Of all the bench variations, though, the pin press is by far the most versatile. Unlike other variations, pin press allows us to sort of “crop out” the parts of the movement where strength isn’t an issue and focus exclusively on the problem area, completely customized to the lifter’s unique needs.
Pin Press Definition
The pin press is your standard bench press with the bench safeties set up to where the bar lands on them before it touches your chest. This forces you to press the bar from a complete stop, eliminating any rebound effect and requiring a greater amount of force to be generated at this point.
My favorite way to set up this lift is to set the pins so the bar is directly off your chest. That way you can strengthen your chest muscles as much as possible.
You can focus more on your triceps by setting the pins at a lower height, but if the goal is to isolate your triceps, my personal opinion is that other variations can give you more bang for your buck.
When setting the bar down onto the pins, make sure to completely settle the bar on the pins to get the most out of it. I see a lot of people just touch and go with this variation which defeats the purpose. Now when I assign this lift, I make it known that this lift starts from the bottom or on the pins. This is to prevent bouncing the bar off the pins.
I have my clients lower the bar onto the pins, let it settle for a 1-2 count then start pressing. This will ensure that its complete deadweight off the pins giving you the most out of the lift
Easy to adjust for targeting different points in the movement
You are able to adjust the pins anywhere to put more focus on either your chest, or your triceps making this variation a great one for either point.

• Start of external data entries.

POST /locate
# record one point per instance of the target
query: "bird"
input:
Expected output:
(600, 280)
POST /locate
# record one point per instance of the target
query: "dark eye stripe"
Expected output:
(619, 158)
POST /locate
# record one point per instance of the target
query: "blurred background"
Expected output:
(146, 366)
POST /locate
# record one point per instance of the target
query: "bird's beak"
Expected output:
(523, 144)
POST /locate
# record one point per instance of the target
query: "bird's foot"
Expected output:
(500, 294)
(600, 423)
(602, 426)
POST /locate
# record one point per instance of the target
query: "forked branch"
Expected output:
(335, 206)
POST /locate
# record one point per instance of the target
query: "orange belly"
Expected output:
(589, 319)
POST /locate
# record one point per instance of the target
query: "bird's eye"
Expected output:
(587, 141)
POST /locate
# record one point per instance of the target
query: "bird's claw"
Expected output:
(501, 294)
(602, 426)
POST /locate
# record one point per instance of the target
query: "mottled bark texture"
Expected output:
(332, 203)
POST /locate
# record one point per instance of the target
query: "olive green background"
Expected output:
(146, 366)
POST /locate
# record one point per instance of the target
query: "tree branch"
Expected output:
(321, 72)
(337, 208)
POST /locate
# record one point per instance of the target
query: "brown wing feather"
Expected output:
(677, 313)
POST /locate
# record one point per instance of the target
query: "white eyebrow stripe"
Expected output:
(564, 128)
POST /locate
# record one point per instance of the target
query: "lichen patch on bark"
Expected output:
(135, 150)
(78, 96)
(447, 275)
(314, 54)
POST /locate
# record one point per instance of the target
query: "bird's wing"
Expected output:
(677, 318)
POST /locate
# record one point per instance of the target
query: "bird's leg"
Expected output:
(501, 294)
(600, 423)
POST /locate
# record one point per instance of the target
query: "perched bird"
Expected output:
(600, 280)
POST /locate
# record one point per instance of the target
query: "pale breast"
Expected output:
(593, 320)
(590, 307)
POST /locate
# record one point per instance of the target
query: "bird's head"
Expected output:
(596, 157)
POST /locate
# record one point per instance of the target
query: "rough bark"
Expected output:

Build a more explosive chest drive
I really love assigning this lift to my clients who are weak off their chest to really help with the explosiveness going up. If performed correctly, you lose all tension of the bar once it hits the pins (which means no benefitting from rebound). Normally I start this lift at about 50% of my clients’ maxes and work my way up from there!
For athletes with rotator cuff injuries
Another great way to use pin presses are with my clients who have rotator cuff sensitivity or injuries. By setting the pins a bit higher than full depth, you can avoid putting stress on the shoulder either entirely or to your client’s comfort level.
So finally be sure to try incorporating this variation in your routine to help build that bigger bench for your powerlifting bench total, personal bench goals, or to really catch the eyes of the girls (or bros) at the gym!